On Wednesday 14 January 2009 23:45:11 Edgar E. Iglesias wrote:
> On Thu, Dec 11, 2008 at 09:34:30PM +0300, Vladimir Prus wrote:
> > 
> > This patch fixes the emulation of movca.l and ocbi
> > instructions. movca.l is documented to allocate a cache
> > like, and write into it. ocbi invalidates a cache line.
> > So, given code like:
> > 
> > 			asm volatile("movca.l r0, @%0\n\t"
> > 			     "movca.l r0, @%1\n\t"
> > 			     "ocbi @%0\n\t"
> > 			     "ocbi @%1" : :
> > 			     "r" (a0), "r" (a1));
> > 
> > Nothing is actually written to memory. Code like this can be
> > found in arch/sh/mm/cache-sh4.c and is used to flush the cache.
> > 
> > Current QEMU implements movca.l the same way as ordinary move,
> > and the code above just corrupts memory. Doing full cache emulation
> > is out of question, so this patch implements a hack. Stores
> > done by movca.l are delayed. If we execute an instructions that is
> > neither movca.l nor ocbi, we flush all pending stores. If we execute
> > ocbi, we look at pending stores and delete a store to the invalidated
> > address. This appears to work fairly well in practice.
> > 
> > - Volodya
> 
> Hello and thanks for the patch.
> 
> If you wonder why the late sudden interest in this, see the following
> thread :)
> http://lists.gnu.org/archive/html/qemu-devel/2009-01/msg00460.html

Hi Edgar,

apologies for belated reply.

> I've got a few comments on your patch. Lets start with the general ones.
> 
> It would be good if the patch handled when the data cache gets disabled or
> put into writethrough mode. There are also memory areas that are not
> cache:able (TLB feature). Supporting the latter can get messy for very
> little win, IMO not needed.

I am afraid I might not be the best person to accurately catch all cases
where cache might be enabled or disabled. KAWASAKI-san has posted a function
that can be used to check if caching is enabled, in:

	http://article.gmane.org/gmane.comp.emulators.qemu/36348

Does that one address your suggestion? If so, I can incorporate that function,
and checking for it.

> In the other thread discussing this issue, I raised conerns about the
> delayed stores beeing issued on insns where they normaly wouldn't. Let me
> give you an example of the kind of thing I'm thinking of.
> 
> movca
> ---             <-- Page boundary, broken TB.
> mov             <-- I TLB happens to miss. SH jumps to TLB miss handler.
> xxx             <-  I TLB refill handlers first insn issues delayed store
>                     and the delayed store happens to fault!
> 
> That scenario could cause a D-TLB fault inside a I-TLB refill handler. Some
> archs don't handle that. If it's a real problem for sh (which I beleive it
> is) you could turn the stake and make the movca into a load + store, saving
> the overwritten memory value. ocbi could then just bring back the old state.
> I beleive that approach would not break the exception rules of sh.

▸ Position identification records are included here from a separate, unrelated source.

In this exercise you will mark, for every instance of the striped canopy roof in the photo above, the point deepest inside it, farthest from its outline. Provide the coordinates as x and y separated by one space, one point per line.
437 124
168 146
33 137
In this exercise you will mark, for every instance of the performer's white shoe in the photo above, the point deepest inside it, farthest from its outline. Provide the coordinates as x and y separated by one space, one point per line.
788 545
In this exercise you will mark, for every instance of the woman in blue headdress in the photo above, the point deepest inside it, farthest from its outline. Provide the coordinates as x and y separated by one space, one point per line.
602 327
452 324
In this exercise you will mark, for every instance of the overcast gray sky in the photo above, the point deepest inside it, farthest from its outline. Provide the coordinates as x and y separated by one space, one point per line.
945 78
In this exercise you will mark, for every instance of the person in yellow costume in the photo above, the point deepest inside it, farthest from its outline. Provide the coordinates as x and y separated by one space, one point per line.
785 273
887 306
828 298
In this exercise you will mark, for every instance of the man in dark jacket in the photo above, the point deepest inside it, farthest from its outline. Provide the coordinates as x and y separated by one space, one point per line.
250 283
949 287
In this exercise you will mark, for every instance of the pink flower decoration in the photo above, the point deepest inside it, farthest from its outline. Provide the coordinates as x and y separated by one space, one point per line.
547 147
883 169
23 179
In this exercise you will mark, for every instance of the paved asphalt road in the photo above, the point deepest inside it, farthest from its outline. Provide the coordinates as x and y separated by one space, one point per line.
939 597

I think your approach will indeed be more reliable, so I've reworked my patch
accordingly.

> > +void helper_do_stores(void)
> > +{
> > +  store_request_t *current = env->store_requests;
> > +
> > +  while(current)
> > +    {
> > +      uint32_t a = current->address, v = current->value;
> > +      store_request_t *next = current->next;
> > +      free (current);
> > +      env->store_requests = current = next;
> > +      if (current == 0)
> > +	env->store_request_tail = &(env->store_requests);
> > +
> > +      stl_data(a, v);
> 
> Shouldn't you remove the delayed store record _after_ stl() returns?
> Otherwise you might loose delayed stores in case of TLB exceptions or?

I recall that I have explicitly used this ordering, but I no longer 
remember exactly why. Anyway, this is not an issue after patch is
revised as you suggested above.
> 
> 
> 
> > +    } 
> > +}
> > +
> > +void helper_ocbi(uint32_t address)
> > +{
> > +  store_request_t **current = &(env->store_requests);
> > +  while (*current)
> > +    {
> > +      if ((*current)->address == address)
> > +	{
> 
> 
> Nitpick:
> It may not be very significant but you can in an easy way catch a few more
> movca+ocbi use cases by not comparing line offsets. I.e, just mask off
> the last five bits from the compared addresses to zap all recorded movca's
> made to the same cache-line ocbi is invalidating.

I did so.


> >  static void _decode_opc(DisasContext * ctx)
> >  {
> > +    /* This code tries to make movcal emulation sufficiently
> > +       accurate for Linux purposes.  This instruction writes
> > +       memory, and prior to that, always allocates a cache line.
> > +       It is used in two contexts:
> > +       - in memcpy, where data is copied in blocks, the first write
> > +       of to a block uses movca.l. I presume this is because writing
> > +       all data into cache, and then having the data sent into memory
> > +       later, via store buffer, is faster than, in case of write-through
> > +       cache configuration, to wait for memory write on each store.
> 
> I dont think this is the reason for using movca. In fact, according to the
> documentation I've got, movca behaves like a normal mov for caches in
> writethrough mode. I beleive the reason is to avoid the line fetch in case
> the store from a normal mov misses the cache in writeback mode. Anyway,
> there's no reason to speculate, IMO we can just remove the comment on why
> and just leave the note about it beeing used for fast block copies.

OK.

I am attaching a revised patch -- what do you think?

- Volodya